4. Travel t̶h̶e̶ w̶o̶r̶l̶d̶ the town
I look around, realising I have no clue where I am. There isn’t a store or street I can recognise. How far had I run? I didn’t know I could run this far. In any case, this looks like a nicer neighbourhood. Maybe I should move here. All white picket fences, artificially green grass, and carefully arranged acorns to make them look “random”. The stores look better too. There’s a French restaurant in our town? A “For Sale” sign is stuck in front of a house. I make a mental note to get back to that. The only downside: it doesn’t seem very much like a smoking-friendly neighbourhood.
5. Reduce screen t̶i̶m̶e̶
I could probably check Google Maps to find my way back home. I reach into my pocket, only to realise that my phone isn’t there. Nor is it in my other pocket. Which means it probably fell out while I was running away. Great. Well, there’s a river. I’m sure I'd eventually get back home if I just followed it. Maybe even walk past the grocery store. I need to get some milk.
6. Eat healthier
The sun has set and I’m still walking along the river. I’m starting to exit “city” territory and approach “forest” territory. It doesn’t look like I’ll be getting home anytime soon. Maybe home was in the opposite direction. I set up camp under some trees, and scavenge around for food. I eat some mushrooms that don’t look poisonous but taste pretty awful and drink some water from the river. I know, I know, it’s not the cleanest but what else was I supposed to do? A fish drifts up to the surface. A dead fish, now that I’m looking at it. Is that safe to eat? Probably not raw, at least. Is it salmon? I don’t like salmon. But then again, who am I to complain? I don’t know how long it will take to get home. Might as well eat something.
7. Learn a new skill
I grab two sticks to try and start a fire, rubbing them together as fast as I can. A couple of times, I got a spark, but the fire never came. I try creating friction with a rock and a stick, getting the same results. I toss the fish aside and curl up under the trees to sleep. I suppose going a night without food is a skill, in some way?

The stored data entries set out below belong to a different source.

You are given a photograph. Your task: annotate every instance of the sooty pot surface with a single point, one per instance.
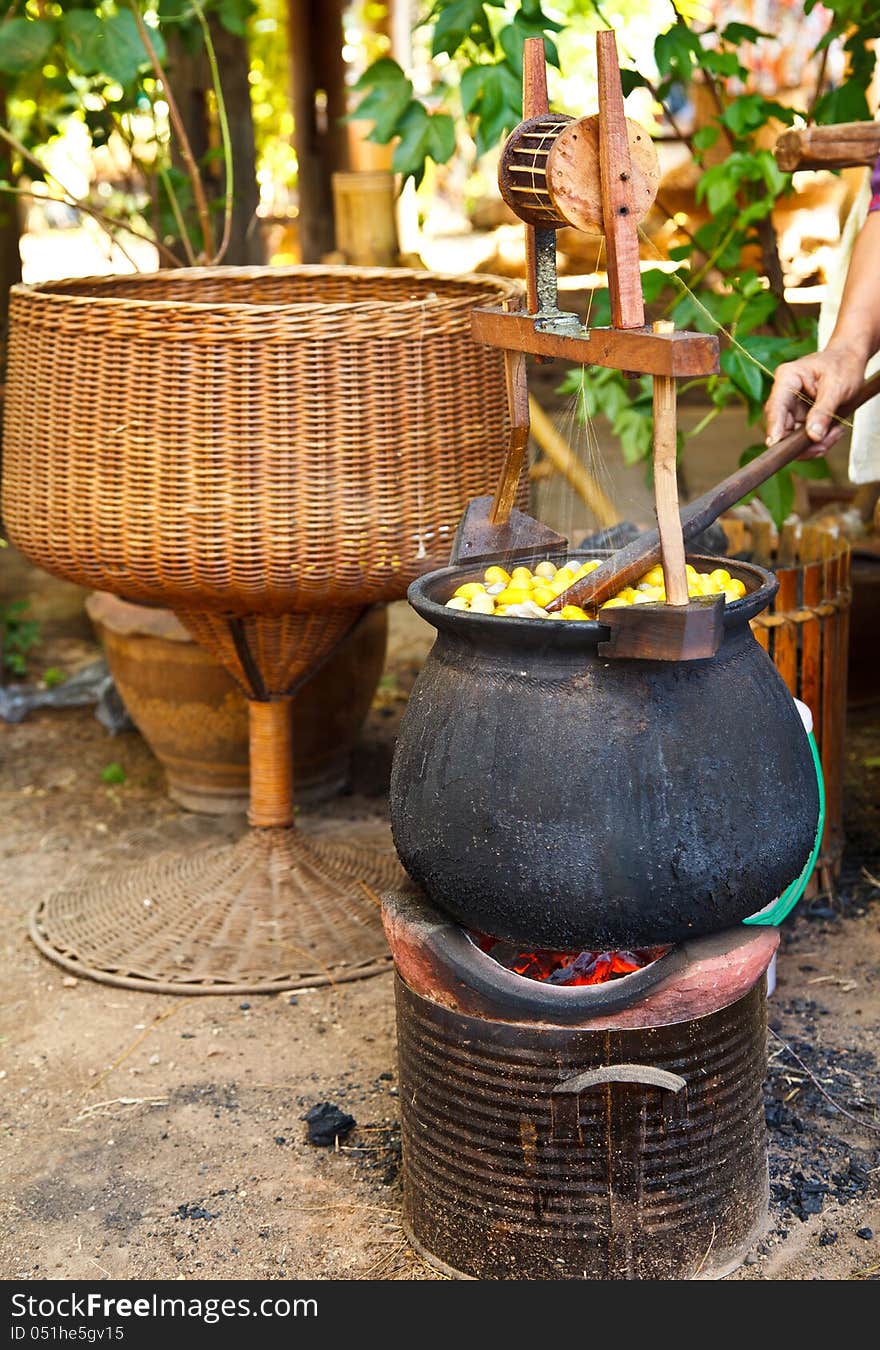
(551, 795)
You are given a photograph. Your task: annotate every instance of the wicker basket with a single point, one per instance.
(249, 440)
(267, 452)
(806, 632)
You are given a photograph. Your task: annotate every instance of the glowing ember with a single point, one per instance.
(567, 967)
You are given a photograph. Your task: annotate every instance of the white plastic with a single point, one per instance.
(806, 716)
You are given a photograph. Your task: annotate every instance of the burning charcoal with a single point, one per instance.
(327, 1123)
(193, 1211)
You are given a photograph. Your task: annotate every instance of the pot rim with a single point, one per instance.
(760, 585)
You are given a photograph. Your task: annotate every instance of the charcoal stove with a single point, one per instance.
(637, 776)
(613, 1131)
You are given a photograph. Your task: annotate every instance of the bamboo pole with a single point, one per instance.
(564, 459)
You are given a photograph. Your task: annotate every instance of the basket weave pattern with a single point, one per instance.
(249, 440)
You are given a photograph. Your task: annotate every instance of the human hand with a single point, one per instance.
(825, 380)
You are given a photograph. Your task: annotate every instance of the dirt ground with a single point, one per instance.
(159, 1137)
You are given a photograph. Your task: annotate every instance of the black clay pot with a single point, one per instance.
(545, 794)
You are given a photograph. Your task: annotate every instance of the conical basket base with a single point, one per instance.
(277, 910)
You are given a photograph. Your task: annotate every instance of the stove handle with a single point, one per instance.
(566, 1096)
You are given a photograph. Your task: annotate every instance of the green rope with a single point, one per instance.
(774, 914)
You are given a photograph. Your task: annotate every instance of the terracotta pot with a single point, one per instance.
(193, 716)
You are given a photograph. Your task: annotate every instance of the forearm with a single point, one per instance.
(857, 328)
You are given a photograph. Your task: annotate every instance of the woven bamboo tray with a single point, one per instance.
(267, 452)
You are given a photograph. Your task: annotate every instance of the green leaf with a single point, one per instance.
(705, 137)
(721, 62)
(846, 103)
(810, 467)
(23, 45)
(778, 494)
(718, 186)
(108, 46)
(744, 114)
(744, 373)
(440, 137)
(674, 51)
(455, 23)
(234, 15)
(632, 80)
(388, 100)
(382, 72)
(423, 137)
(653, 282)
(491, 95)
(635, 434)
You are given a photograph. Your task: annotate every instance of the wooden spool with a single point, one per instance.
(523, 169)
(550, 172)
(572, 173)
(806, 633)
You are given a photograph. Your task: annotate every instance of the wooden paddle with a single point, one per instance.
(629, 563)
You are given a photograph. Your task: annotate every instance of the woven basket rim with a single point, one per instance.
(64, 292)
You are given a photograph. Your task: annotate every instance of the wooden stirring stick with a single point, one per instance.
(666, 486)
(629, 563)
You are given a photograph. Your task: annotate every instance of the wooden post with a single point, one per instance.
(616, 173)
(365, 213)
(271, 763)
(190, 78)
(666, 489)
(535, 103)
(315, 35)
(512, 467)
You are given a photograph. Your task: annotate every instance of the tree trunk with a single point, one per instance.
(246, 240)
(317, 93)
(10, 239)
(190, 81)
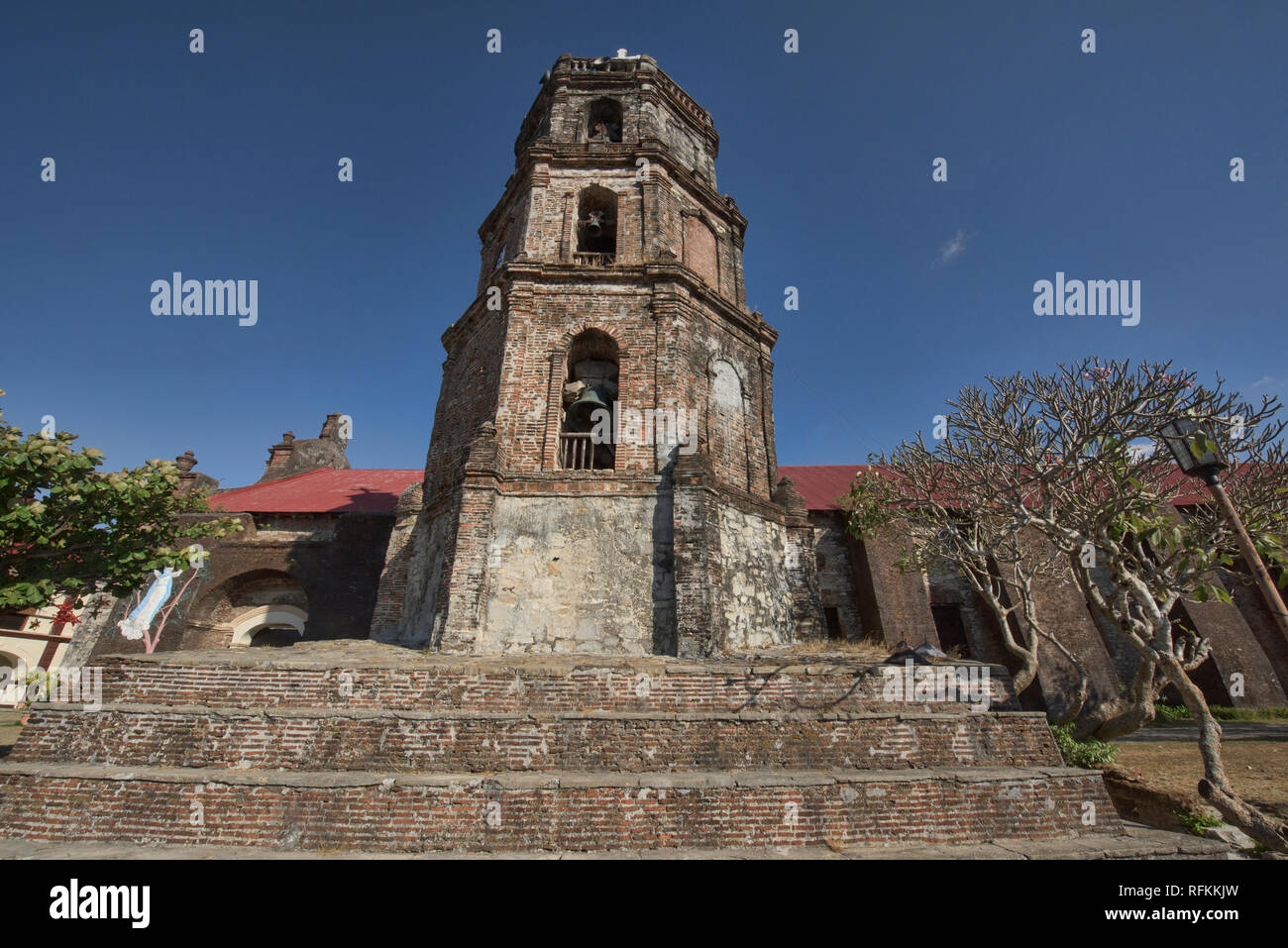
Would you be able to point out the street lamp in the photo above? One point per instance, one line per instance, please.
(1190, 447)
(1193, 450)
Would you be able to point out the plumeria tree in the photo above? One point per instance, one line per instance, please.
(67, 528)
(1073, 458)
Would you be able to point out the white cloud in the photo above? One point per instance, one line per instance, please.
(954, 248)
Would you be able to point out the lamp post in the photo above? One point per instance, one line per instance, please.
(1192, 449)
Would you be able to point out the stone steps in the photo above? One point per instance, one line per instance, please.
(357, 746)
(520, 811)
(452, 740)
(516, 685)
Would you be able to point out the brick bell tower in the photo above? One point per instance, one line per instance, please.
(610, 279)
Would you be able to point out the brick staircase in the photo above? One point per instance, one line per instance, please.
(369, 747)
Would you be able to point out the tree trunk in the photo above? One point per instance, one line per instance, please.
(1215, 788)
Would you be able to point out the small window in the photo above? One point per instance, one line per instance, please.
(951, 629)
(832, 616)
(596, 227)
(605, 121)
(590, 388)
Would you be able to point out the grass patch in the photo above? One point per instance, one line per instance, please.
(1198, 822)
(1090, 754)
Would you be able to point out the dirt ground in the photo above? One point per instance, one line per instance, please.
(1257, 769)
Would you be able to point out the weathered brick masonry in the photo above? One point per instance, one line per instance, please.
(610, 252)
(404, 753)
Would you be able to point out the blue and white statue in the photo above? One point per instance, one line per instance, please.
(138, 622)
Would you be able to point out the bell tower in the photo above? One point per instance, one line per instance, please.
(601, 473)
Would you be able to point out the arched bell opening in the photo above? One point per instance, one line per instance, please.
(590, 389)
(596, 227)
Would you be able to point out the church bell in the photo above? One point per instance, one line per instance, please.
(580, 411)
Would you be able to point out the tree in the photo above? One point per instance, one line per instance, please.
(1074, 458)
(67, 528)
(999, 561)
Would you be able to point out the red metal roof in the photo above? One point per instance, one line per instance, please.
(375, 491)
(326, 491)
(822, 483)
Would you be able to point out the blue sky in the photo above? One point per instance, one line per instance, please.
(223, 165)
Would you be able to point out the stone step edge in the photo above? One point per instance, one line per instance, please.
(537, 668)
(522, 781)
(795, 715)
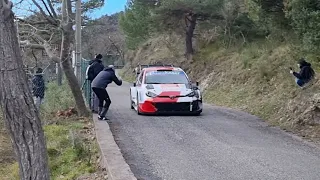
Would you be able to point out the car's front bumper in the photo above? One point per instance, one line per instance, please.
(149, 107)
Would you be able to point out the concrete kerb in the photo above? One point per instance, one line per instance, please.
(111, 157)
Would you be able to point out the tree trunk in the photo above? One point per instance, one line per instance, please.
(65, 57)
(59, 74)
(192, 22)
(20, 114)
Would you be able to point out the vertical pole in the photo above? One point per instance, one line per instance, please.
(78, 40)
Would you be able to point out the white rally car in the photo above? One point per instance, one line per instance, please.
(165, 89)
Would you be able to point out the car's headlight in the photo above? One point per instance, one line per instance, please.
(191, 94)
(151, 94)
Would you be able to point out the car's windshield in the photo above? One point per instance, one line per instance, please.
(166, 77)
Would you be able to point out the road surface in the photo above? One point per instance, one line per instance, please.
(221, 144)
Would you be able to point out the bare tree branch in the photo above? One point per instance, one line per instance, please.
(50, 20)
(52, 9)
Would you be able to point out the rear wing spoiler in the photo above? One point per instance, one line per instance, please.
(140, 67)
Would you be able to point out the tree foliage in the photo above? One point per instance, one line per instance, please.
(135, 23)
(232, 20)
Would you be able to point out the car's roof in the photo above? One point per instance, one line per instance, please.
(163, 68)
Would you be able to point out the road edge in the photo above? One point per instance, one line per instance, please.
(111, 156)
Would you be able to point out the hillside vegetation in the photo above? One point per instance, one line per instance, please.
(241, 52)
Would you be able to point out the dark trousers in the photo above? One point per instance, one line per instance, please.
(104, 100)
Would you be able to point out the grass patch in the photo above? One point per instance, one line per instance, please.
(71, 144)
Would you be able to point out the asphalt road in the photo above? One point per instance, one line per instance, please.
(221, 144)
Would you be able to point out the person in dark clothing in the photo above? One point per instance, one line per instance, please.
(38, 88)
(306, 73)
(99, 85)
(95, 66)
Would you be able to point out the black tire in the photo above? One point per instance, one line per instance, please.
(198, 113)
(131, 102)
(138, 111)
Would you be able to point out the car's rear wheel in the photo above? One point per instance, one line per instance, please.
(198, 113)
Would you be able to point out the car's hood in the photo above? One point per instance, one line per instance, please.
(176, 89)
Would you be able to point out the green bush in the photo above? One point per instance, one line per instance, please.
(57, 98)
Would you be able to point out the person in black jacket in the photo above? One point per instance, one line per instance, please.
(99, 85)
(306, 73)
(38, 88)
(95, 67)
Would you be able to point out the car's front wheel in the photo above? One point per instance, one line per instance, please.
(131, 102)
(138, 108)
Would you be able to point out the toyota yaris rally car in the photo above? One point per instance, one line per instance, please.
(163, 90)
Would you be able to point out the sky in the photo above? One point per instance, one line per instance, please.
(110, 7)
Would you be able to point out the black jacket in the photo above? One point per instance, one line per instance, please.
(96, 66)
(38, 86)
(104, 78)
(306, 72)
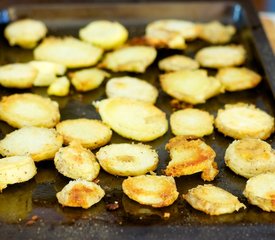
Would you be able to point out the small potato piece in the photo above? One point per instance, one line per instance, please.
(221, 56)
(191, 122)
(237, 79)
(127, 159)
(39, 143)
(129, 59)
(17, 75)
(242, 120)
(212, 200)
(77, 162)
(177, 63)
(16, 169)
(68, 51)
(156, 191)
(27, 109)
(80, 193)
(130, 87)
(189, 157)
(250, 157)
(192, 86)
(216, 33)
(88, 79)
(104, 34)
(25, 33)
(59, 87)
(90, 133)
(133, 119)
(260, 191)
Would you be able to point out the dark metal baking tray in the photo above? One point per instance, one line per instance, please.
(18, 203)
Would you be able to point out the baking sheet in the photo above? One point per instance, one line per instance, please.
(19, 203)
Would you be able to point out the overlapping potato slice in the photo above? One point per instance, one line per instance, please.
(130, 87)
(80, 193)
(216, 33)
(189, 157)
(17, 75)
(133, 119)
(68, 51)
(192, 86)
(77, 162)
(126, 159)
(88, 79)
(20, 110)
(90, 133)
(104, 34)
(25, 33)
(191, 122)
(156, 191)
(177, 63)
(212, 200)
(237, 79)
(39, 143)
(242, 120)
(221, 56)
(129, 59)
(260, 191)
(250, 157)
(16, 169)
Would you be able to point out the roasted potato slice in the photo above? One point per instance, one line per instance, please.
(130, 87)
(39, 143)
(80, 193)
(156, 191)
(189, 157)
(212, 200)
(90, 133)
(133, 119)
(192, 86)
(126, 159)
(129, 59)
(221, 56)
(242, 120)
(68, 51)
(188, 122)
(27, 109)
(104, 34)
(25, 33)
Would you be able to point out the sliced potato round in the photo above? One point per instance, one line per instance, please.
(77, 162)
(192, 86)
(221, 56)
(177, 63)
(191, 122)
(130, 59)
(244, 121)
(90, 133)
(25, 33)
(88, 79)
(17, 75)
(68, 51)
(237, 79)
(80, 193)
(39, 143)
(212, 200)
(20, 110)
(127, 159)
(130, 87)
(16, 169)
(250, 157)
(156, 191)
(104, 34)
(189, 157)
(133, 119)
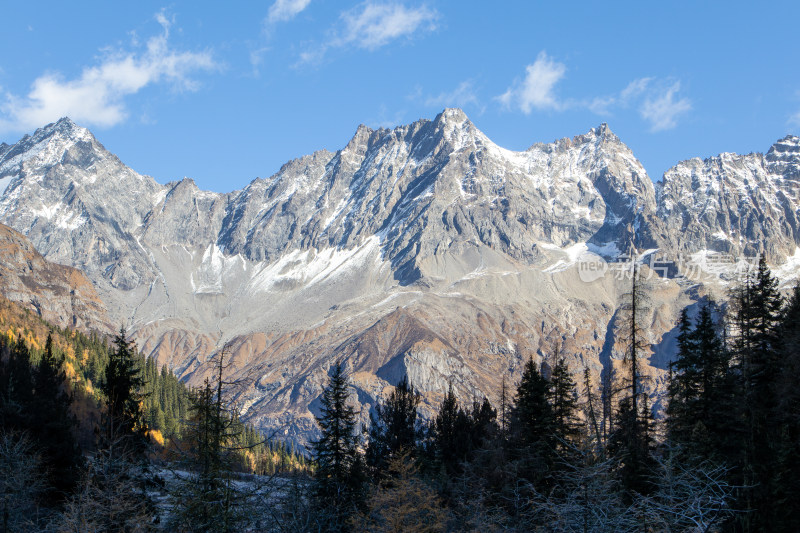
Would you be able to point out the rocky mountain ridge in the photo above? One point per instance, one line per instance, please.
(424, 250)
(59, 294)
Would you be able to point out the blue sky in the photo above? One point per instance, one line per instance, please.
(226, 92)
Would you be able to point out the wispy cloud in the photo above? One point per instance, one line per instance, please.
(794, 120)
(536, 89)
(97, 97)
(372, 25)
(657, 101)
(662, 108)
(462, 96)
(283, 10)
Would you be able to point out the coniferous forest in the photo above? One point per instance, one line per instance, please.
(96, 438)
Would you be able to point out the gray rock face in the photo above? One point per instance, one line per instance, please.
(739, 205)
(425, 250)
(61, 295)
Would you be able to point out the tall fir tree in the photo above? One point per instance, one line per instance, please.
(756, 321)
(340, 472)
(787, 481)
(563, 398)
(449, 437)
(54, 426)
(394, 428)
(631, 441)
(532, 436)
(125, 427)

8. Spend more time with family
I wake up with the sun and continue my walk home. After some hours, I see houses. Civilisation at last! I really should stop by the grocery store. I jogged toward the rows of houses and finally stopped in front of a sign. CEMETERY. I recognise the shops ahead. I guess it wouldn’t hurt to make a quick detour and visit my parents. I weave through tombstones, careful not to step on any flowers. I find my mother’s name, and my father’s next to hers. I don’t have flowers, so I place the leftover mushrooms between my parents. I sit in front of them, staring at their names. I don’t remember the last time I did this.
9. Be happier
I stand up and continue my way home. I pass by the grocery store, stopping to go in. I grab a carton of milk, some eggs (free-range), lettuce (eating healthy!), and a few packets of potato chips (barbecue and sour cream and onion). I line up at the self-checkout counter, whistling as I scan my items, and humming as I walk home. I turn the key with a satisfying click! and set down my groceries. I fish out my cigarettes from the trash and light one.
Rationale:
With the start of the new year, I thought it would be fun to write a story in the form of a list of new year's resolutions, but with a hopefully humorous twist to some of the more common resolutions that you'd see usually.